Ketika kesepakatan BLAST dan NEOM diumumkan pada 28 Juli, penyelenggara turnamen menggambarkannya sebagai "kesepakatan rekaman" dan “proyek ambisius.” NEOM adalah kota besar yang direncanakan di Arab Saudi dengan perkiraan biaya $500 miliar. BLAST, bagaimanapun, telah banyak dikritik oleh komunitas dan bagian dari kru bakatnya sejakpengumuman. Frankie Ward, Vince Hill, Harry Russel, Hugo Byron, dan mantan talenta dan sekarang pelatih kepala Team Liquid Moses secara terbuka menyatakan keprihatinan mereka dengan kesepakatan tersebut.
Tembakan dimulai karena buruknya hak asasi manusia pemerintah Arab Saudi catatan, penyalahgunaan komunitas adat di sekitar NEOM, dan undang-undang anti-LGBTQ+. Frankie, Vince, Harry, dan Hugo semuanya mengatakan mereka tidak akan bekerja dengan BLAST sampai kesepakatan dibatalkan.

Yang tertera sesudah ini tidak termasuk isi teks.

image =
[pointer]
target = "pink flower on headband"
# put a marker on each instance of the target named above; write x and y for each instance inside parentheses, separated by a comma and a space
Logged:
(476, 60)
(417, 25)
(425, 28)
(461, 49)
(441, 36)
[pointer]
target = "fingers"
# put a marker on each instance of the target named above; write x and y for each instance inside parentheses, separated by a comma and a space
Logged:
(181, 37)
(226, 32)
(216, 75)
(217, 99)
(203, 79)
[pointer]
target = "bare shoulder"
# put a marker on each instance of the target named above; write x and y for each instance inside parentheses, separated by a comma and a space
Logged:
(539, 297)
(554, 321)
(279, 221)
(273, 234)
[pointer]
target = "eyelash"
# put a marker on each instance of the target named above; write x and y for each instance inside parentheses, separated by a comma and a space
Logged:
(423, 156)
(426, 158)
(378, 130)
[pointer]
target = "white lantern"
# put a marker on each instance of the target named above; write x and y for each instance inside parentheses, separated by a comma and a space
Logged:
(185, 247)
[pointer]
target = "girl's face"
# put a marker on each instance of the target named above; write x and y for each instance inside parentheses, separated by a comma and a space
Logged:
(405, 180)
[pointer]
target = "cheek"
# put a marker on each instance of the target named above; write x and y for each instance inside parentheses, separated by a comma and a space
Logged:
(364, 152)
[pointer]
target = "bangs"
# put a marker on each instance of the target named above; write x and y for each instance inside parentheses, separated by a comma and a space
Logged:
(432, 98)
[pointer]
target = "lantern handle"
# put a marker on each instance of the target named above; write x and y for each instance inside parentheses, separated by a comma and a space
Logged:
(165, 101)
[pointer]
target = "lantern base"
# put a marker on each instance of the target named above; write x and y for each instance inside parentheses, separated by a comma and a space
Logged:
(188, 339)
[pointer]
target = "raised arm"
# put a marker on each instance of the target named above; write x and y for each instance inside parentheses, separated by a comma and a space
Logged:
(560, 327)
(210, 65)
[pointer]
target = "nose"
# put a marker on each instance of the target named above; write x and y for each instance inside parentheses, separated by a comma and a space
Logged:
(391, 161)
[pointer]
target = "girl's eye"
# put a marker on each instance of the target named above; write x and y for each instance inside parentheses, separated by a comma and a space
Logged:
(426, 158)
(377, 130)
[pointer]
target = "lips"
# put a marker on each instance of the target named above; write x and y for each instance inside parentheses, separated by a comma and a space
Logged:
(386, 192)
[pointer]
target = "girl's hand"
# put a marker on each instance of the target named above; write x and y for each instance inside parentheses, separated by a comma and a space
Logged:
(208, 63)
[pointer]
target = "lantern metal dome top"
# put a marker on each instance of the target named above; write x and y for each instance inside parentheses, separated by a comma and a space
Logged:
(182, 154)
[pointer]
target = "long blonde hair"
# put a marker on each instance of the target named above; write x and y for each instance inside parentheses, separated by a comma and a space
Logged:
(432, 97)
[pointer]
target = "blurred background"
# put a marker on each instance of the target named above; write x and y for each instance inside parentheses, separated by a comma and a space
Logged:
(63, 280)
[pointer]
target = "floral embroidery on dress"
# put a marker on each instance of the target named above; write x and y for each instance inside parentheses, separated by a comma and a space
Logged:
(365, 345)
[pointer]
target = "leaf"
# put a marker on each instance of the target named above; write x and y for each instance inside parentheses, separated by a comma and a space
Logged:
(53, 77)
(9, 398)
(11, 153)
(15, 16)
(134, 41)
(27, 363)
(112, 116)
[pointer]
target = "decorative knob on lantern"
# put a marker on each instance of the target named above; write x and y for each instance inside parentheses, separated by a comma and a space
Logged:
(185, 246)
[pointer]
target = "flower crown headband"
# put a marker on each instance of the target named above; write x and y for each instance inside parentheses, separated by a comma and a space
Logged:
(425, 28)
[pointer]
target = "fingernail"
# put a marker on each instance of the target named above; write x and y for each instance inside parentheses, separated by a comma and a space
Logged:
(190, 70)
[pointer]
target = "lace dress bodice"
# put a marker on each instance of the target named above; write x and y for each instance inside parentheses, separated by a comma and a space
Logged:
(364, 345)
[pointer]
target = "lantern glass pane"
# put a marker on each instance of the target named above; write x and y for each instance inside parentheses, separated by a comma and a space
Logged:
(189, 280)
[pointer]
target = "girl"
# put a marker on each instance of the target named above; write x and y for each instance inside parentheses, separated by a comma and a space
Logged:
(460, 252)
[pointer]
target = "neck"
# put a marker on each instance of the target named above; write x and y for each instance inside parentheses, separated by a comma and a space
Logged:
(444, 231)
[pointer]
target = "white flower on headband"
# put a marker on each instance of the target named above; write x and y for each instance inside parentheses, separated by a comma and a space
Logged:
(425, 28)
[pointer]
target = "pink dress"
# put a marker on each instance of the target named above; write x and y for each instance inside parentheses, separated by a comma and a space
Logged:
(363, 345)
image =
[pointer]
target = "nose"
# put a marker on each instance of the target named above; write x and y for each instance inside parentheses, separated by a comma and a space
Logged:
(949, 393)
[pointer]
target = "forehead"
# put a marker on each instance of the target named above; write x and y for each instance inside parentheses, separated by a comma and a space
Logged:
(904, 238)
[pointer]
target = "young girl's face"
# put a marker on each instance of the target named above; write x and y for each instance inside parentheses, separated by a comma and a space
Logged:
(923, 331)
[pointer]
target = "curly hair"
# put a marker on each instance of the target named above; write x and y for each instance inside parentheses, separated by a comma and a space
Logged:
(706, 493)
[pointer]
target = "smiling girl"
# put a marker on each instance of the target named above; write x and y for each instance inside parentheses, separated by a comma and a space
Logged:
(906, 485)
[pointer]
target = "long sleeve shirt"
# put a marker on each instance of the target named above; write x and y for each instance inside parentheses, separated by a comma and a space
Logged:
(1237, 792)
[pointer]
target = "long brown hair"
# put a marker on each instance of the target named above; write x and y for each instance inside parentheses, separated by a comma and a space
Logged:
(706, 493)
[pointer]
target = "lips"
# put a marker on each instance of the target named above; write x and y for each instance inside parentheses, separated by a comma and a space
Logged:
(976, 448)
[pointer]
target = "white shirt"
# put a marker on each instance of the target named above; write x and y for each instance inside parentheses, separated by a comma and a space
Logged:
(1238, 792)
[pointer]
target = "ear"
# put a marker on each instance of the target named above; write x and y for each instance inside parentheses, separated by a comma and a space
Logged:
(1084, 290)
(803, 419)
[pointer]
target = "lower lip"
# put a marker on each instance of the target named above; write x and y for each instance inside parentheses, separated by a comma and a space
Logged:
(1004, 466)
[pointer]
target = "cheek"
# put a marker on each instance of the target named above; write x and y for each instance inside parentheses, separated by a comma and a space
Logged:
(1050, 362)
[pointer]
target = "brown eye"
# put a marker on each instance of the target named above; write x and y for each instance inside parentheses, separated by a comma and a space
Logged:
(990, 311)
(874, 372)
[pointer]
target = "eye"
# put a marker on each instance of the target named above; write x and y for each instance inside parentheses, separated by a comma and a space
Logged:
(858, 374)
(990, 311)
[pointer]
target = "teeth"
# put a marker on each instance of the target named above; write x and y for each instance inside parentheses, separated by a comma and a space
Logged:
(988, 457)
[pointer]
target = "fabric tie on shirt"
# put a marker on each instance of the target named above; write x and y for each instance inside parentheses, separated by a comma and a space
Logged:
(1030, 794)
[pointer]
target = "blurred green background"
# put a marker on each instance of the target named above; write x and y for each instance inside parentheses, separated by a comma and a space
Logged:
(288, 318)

Jika BLAST mengonfirmasi bahwa kemitraan dengan NEOM telah berakhir, penyelenggara turnamen akan menjadi perusahaan esports kedua untuk berpisah dengan NEOM bulan ini. Pada tanggal 29 Juli, LEC menjalin kemitraan dengan NEOM tetapi membatalkan kesepakatan tersebut kurang dari 24 jam setelah pengumuman setelah beberapa anggota bakat siaran dan orang lain di staf Riot memboikot proyek tersebut.